A New Zealand businessman faces a fine and time in jail if found guilty of manslaughter by negligence, over the sinking of the Tonga ferry Ashika last August.
Seventy-four people died when the vessel sank during an overnight voyage from Tonga's capital, Nuku'alofa, to an outlying island.
The former managing director of the Shipping Corporation of Polynesia, John Jonesse, a New Zealander is due in court on Monday, along with the ferry's captain and first mate.
The charge against Mr Jonesse relates to the death of a 21-year-old woman, whose body was the only Tongan corpse found following the disaster.
The three men are also accused of sending an unseaworthy vessel to to sea, and a charge of manslaughter has been brought against the Shipping Corporation itself.
Mr Jonesse is currently on bail, after being charged with forgery and knowingly dealing with forged documents.
Tonga's police have a task force of 10 officers on the case, and the investigation is continuing.
The report from a Royal Commission of Inquiry into the sinking is to be presented to Tonga's king next week.
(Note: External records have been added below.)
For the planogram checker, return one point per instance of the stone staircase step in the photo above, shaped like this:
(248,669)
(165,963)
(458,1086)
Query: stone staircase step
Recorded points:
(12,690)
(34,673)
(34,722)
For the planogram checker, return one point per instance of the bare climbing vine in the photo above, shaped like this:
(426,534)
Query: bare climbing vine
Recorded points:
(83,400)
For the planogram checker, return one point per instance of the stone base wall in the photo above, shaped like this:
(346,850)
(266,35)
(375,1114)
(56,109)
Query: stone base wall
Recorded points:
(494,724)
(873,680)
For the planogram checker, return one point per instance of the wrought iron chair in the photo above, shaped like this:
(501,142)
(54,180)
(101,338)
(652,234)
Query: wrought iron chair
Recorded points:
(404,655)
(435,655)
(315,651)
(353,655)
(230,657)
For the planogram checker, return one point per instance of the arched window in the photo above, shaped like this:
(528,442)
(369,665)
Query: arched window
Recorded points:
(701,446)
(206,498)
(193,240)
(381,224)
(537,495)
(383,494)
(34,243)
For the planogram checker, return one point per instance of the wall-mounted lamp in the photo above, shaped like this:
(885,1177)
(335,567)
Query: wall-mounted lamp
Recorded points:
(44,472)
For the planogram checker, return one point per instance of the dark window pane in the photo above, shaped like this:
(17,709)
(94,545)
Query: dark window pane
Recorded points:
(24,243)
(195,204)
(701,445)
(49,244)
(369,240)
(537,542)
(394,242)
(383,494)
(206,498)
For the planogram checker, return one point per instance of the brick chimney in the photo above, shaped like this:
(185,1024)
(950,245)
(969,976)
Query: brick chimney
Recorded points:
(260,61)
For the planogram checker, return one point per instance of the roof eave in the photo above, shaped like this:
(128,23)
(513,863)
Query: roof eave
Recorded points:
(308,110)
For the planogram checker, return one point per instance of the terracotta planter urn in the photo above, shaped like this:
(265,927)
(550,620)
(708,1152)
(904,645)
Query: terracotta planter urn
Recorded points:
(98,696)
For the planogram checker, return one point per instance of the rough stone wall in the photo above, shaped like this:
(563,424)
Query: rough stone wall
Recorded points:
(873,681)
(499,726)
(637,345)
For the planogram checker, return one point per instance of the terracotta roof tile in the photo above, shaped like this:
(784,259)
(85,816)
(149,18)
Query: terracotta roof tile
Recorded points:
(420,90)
The commission heard that the badly rusted ferry was unseaworthy and not properly checked before it was bought.
Interim ferry charter
New Zealand is to help pay for an interim ferry service to connect Tonga's islands.
The Government says the interim replacement ship, the Malaysian ferry Ajang Subuh, has been independently checked by marine surveyors.
Foreign Affairs Minister Murray McCully says the survey company London Offshore Consultants found it seaworthy and fit for purpose.
New Zealand and Australia will each pay $NZ2.5 million towards the year-long charter. Tonga will cover the ferry's fuel and maintenance costs.
A permanent vessel under construction in Japan and funded by the Japanese government is due in Tonga late this year.
Supermarket owner Ofa Semiki says she will be able to reopen her shop on one of the outer islands, which she had to close because there has been no ferry to take supplies there.